Une scène en particulier pourrait illustrer ce parcours : en bordure du cirque, Kate fait l’acrobate sur un fil tendu au milieu d’un pré avoisinant une montagne, le Pic St-Loup, mont emblématique du Languedoc-Roussillon qui a cette particularité de faire face à son double miniature, la montagne d’Hortus. De loin, ces deux géants semblent former une sorte de portail, ou peut-être même un cirque… Durant son exercice, Kate cherche à maintenir un équilibre sur son fil qui semble, par un jeu de perspective, suspendu entre les deux montagnes.

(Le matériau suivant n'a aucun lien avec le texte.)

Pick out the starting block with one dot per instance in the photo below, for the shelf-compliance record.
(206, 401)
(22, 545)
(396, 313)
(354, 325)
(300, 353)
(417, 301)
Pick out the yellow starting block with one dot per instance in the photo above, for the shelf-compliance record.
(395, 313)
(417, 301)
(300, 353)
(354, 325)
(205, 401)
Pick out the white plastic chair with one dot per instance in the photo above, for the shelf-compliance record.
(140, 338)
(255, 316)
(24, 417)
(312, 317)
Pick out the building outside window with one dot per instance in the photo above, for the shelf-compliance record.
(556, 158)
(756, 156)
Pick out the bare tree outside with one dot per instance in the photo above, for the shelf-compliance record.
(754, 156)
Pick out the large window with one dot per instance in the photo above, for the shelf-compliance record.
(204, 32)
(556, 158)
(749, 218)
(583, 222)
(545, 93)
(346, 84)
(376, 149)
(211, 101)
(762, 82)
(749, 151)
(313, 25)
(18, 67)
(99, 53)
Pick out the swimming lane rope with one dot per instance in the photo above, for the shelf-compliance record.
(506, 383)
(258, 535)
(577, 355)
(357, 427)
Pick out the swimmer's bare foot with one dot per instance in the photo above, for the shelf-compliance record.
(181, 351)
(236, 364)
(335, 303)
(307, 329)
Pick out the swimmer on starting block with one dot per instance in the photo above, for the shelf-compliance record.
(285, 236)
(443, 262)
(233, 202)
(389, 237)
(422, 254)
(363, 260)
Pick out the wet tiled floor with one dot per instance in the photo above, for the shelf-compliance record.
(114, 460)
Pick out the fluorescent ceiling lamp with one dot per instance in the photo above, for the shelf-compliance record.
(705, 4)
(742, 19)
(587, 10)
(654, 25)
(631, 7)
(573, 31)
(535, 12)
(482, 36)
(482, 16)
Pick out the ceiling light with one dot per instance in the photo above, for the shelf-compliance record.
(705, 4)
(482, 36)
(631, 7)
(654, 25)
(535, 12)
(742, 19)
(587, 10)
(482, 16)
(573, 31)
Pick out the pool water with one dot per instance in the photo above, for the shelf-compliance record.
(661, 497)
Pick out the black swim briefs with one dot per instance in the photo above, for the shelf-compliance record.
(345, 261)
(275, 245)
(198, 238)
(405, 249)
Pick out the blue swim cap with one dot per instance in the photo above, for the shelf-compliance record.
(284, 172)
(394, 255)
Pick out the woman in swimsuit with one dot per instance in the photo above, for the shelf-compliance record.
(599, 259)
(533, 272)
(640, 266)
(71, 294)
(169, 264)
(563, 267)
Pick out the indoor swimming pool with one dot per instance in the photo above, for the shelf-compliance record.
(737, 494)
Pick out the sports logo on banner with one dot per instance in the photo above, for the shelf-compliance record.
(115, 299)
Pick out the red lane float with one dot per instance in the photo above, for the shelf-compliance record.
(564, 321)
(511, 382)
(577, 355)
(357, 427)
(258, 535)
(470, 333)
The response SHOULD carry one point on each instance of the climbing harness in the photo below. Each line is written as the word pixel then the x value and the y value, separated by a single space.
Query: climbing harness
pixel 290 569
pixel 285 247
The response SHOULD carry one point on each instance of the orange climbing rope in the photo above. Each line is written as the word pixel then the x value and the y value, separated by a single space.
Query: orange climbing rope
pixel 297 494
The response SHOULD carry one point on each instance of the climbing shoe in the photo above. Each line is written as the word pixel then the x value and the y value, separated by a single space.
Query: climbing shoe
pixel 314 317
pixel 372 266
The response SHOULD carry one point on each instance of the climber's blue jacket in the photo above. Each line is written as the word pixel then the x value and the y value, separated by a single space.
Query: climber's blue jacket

Son parcours instable est, en somme, celui d’une « personne déplacée », pour reprendre les termes de Vittorio. Le film est en fait l’histoire de déplacements : ceux de la troupe de village en village, ceux de Kate entre Paris et le sud, ceux de Vittorio, qui dit venir de Milan pour se rendre à Barcelone. Et justement, à mi-parcours entre ces deux villes, il y a le Pic St-Loup, que Rivette révèle tel un carrefour emprunté par toutes les âmes déplacées. Pourtant, le Pic ne fait que de rares apparitions à l’écran - peut-être trente-six, peut-être moins. Ce qui compte pour Rivette, c’est d’en faire un point de repère implicite. Son regard a cela d’exceptionnel : il offre à cette montagne emblématique une présence à la fois discrète et chargée de sens, tel un veilleur de forces vives.
C’est peut-être là qu’il faut voir la nuance entre théâtre et cirque : le second pourrait être encore plus dangereux et non moins fascinant par son pouvoir révélateur.
36 vues du Pic St-Loup nous en offre un portrait original et concis, et laisse cette douce impression d’avoir assisté à un spectacle inédit.